Am Samstagmorgen war Andrij Melnyk in Berlin mit dem Auto in Richtung Ukraine aufgebrochen, am Samstagabend überquerte er die Grenze in sein Heimatland. "Home Sweet Home", twitterte er vom Grenzübergang. "Unser Kampf geht weiter. Die Ukraine wird siegen. Liebe deutsche Freunde, Danke für alles. Und auf Wiedersehen."

Melnyk war im Januar 2015 Botschafter in Deutschland geworden. Der 47-Jährige hatte seit Beginn des Ukraine-Krieges mit einer oft undiplomatischen Wortwahl für Aufsehen gesorgt. In den ersten Kriegsmonaten wurde er zu einem der häufigsten Gäste in deutschen Talkshows. Kaum ein Tag verging, an dem Melnyk nicht Kampfpanzer und Luftabwehrgeschütze einforderte und der Bundesregierung Zögern und Zaudern vorwarf.

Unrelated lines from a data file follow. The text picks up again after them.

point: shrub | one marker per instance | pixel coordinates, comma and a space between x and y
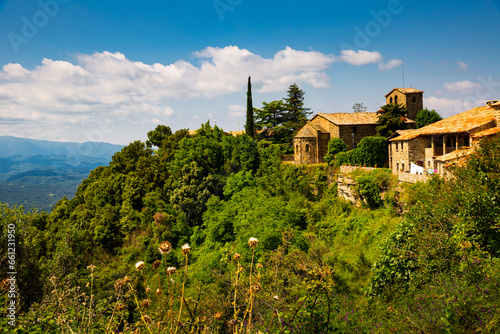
335, 145
371, 152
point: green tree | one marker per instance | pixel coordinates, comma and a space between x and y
249, 125
392, 117
296, 113
335, 145
358, 107
270, 115
426, 117
156, 136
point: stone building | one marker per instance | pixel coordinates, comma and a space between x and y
412, 98
311, 141
436, 146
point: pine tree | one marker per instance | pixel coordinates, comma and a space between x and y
249, 126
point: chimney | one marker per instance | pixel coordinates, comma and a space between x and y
495, 105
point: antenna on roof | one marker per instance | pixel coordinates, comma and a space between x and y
403, 70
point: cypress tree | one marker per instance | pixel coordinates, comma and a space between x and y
249, 126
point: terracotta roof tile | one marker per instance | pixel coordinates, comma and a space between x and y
485, 133
351, 118
405, 91
460, 123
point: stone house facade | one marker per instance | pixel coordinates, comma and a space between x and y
311, 141
436, 146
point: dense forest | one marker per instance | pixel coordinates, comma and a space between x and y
209, 233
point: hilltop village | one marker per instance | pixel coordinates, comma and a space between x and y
430, 149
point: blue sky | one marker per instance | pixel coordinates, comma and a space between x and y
112, 70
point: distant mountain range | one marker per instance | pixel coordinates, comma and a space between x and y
37, 173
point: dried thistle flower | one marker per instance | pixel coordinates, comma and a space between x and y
255, 288
186, 249
165, 248
157, 264
252, 242
139, 265
119, 284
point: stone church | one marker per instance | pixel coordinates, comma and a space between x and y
311, 141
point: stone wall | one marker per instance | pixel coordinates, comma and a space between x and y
305, 150
360, 131
413, 101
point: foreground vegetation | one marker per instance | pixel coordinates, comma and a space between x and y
213, 234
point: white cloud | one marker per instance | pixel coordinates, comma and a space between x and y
461, 66
462, 87
108, 85
362, 57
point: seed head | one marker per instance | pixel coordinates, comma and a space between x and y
145, 303
252, 242
139, 265
186, 249
165, 248
119, 284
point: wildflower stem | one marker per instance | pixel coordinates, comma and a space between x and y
183, 287
251, 293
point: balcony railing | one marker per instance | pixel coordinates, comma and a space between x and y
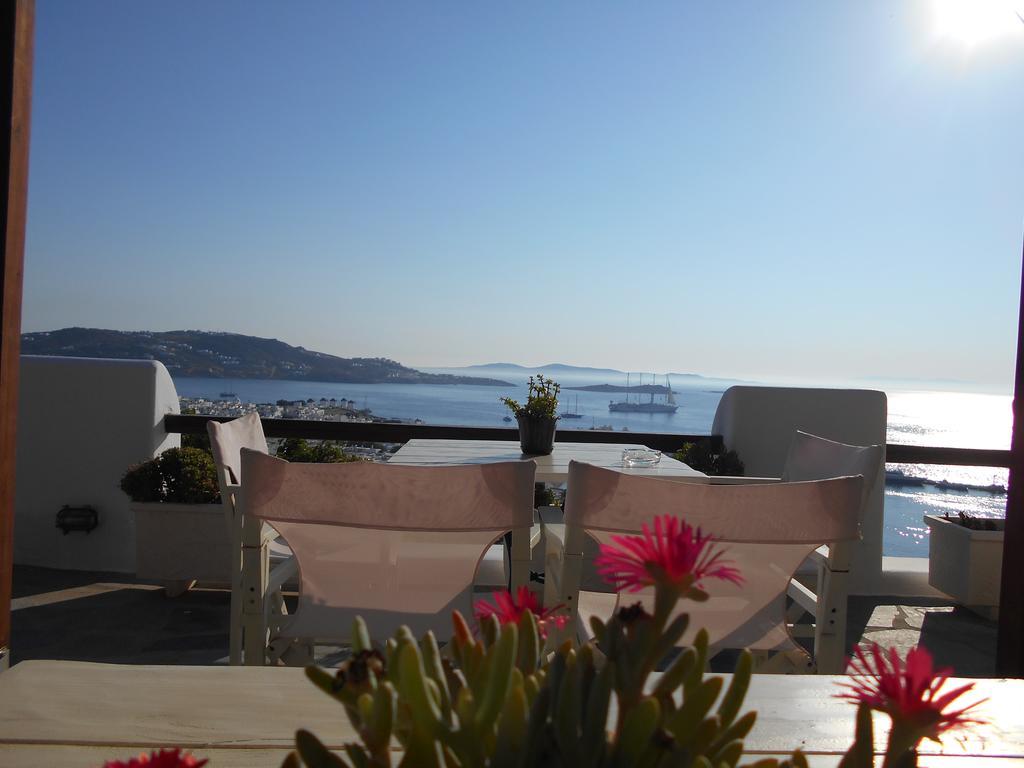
378, 432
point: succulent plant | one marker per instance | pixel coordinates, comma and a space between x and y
502, 697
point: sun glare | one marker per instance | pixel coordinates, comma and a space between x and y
976, 22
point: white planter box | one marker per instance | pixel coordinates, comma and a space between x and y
181, 543
965, 563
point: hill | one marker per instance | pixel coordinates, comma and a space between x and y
206, 353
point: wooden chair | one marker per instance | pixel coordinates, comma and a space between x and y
768, 529
397, 545
226, 441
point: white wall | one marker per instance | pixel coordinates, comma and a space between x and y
81, 423
759, 423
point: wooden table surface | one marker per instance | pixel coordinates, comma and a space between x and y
64, 714
553, 468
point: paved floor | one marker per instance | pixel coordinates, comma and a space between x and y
97, 616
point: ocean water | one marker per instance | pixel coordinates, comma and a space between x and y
921, 418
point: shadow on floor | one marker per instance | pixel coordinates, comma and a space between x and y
956, 637
112, 617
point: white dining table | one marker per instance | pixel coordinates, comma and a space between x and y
553, 468
78, 715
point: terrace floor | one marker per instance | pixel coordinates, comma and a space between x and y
96, 616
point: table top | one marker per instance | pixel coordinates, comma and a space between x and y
65, 714
553, 468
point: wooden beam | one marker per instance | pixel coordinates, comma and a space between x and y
1010, 646
16, 31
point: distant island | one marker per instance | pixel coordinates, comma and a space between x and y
638, 389
226, 355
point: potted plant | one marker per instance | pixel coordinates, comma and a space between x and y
538, 418
180, 530
965, 555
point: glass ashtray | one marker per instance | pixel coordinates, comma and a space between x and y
640, 457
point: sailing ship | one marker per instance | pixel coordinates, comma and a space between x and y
669, 407
574, 414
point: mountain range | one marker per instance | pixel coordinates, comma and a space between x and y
214, 354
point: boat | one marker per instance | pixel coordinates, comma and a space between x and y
574, 414
669, 407
899, 478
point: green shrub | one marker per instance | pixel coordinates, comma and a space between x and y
299, 450
702, 458
182, 475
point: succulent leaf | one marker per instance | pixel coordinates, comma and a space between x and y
313, 753
501, 660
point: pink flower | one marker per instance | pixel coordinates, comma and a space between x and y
162, 759
675, 554
509, 609
908, 693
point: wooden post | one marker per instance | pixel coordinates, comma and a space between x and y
16, 28
1010, 649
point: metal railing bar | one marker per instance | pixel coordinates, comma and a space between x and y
380, 432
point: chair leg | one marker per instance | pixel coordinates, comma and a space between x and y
235, 631
255, 564
829, 625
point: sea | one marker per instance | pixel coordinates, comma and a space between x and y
916, 417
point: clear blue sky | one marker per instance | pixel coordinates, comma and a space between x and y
804, 189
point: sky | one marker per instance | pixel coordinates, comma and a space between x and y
798, 190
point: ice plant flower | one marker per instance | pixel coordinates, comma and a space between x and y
673, 554
162, 759
509, 609
910, 693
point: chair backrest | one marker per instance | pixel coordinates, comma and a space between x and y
394, 544
766, 529
226, 441
759, 424
813, 458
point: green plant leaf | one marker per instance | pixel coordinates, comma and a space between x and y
413, 688
594, 739
360, 636
635, 735
685, 722
499, 666
529, 643
860, 754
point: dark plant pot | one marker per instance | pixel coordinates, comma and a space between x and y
537, 436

"Ich glaube, es ist mir gelungen, die Deutschen für das Thema Ukraine zu interessieren, dafür zu sorgen, dass man die Ukraine hier wirklich erkennt und versteht", sagte Melnyk der Deutschen Presse-Agentur (dpa) vor seiner Abreise. "Wenn ich jetzt nach Hause komme, erfüllt es mich mit Stolz, dass viele Waffensysteme aus Deutschland geliefert wurden, die uns helfen, die besetzten Gebiete und unsere Landsleute Schritt für Schritt zu befreien." Der Botschafter betonte aber auch, dass noch mehr geliefert werden müsse, "um die Russen zu vertreiben".

Melnyk für "europäische Panzerallianz"

In der Zeitung "Welt am Sonntag" rief Melnyk zum Aufbau einer "europäischen Panzerallianz" zur Unterstützung seines Landes auf. "Ein Dutzend Staaten verfügt über 2000 Leopard-2-Panzer", erläuterte Melnyk. "Wenn jedes dieser Länder etwa zehn Prozent davon an die Ukraine abtritt, können wir eine ganze Armee von 200 oder mehr Panzern bilden, um die von Russland besetzten ukrainischen Gebiete schneller zu befreien."

Kampfpanzer Leopard 2 A4
Begehrt: Kampfpanzer Leopard 2Bild: Csaba Krizsan/dpa/picture alliance

Die Ukraine benötige jetzt "so schnell wie möglich alles, was zügig lieferbar ist", hob Melnyk hervor. "Leopard-2- und Marder-Panzer, noch mehr Artillerie, aber auch Munition. Das steht an oberster Priorität."

Wechsel an der Spitze der Botschaft

Am Montag wird Melnyks Nachfolger Oleksii Makeiev in Berlin erwartet. Der Wechsel an der Spitze der Botschaft wird formell aber erst mit der Akkreditierung bei Bundespräsident Frank-Walter Steinmeier vollzogen, für die es noch keinen offiziellen Termin gibt. Melnyk selbst ist nun als ukrainischer Vizeaußenminister im Gespräch - ein Posten, den er schon früher einmal hatte. Die Regierung in Kiew hat aber noch nicht abschließend darüber entschieden. "Deswegen bin ich selbst gespannt, was auf mich zukommt. Ich werde wahrscheinlich am Dienstag Präsident Selenskyj sehen. Und er wird mir dann hoffentlich persönlich sagen, wo er mich in seinem großen Team sieht."

Berlin Botschaft der Ukraine
Bekommt einen neuen Chef: die Botschaft der Ukraine in Berlin-Mitte (Archivfoto)Bild: Jörg Carstensen/dpa/picture alliance

Melnyks Familie bleibt zunächst in Deutschland, vor allem wegen seiner Tochter (11), die in Berlin zur Schule geht. Sein Sohn (20) studiert hier. In die deutsche Politik will sich Melnyk auch als Ex-Botschafter hin und wieder mit Wortmeldungen einmischen: "Ich kann nicht versprechen, dass ich die Klappe halten werde."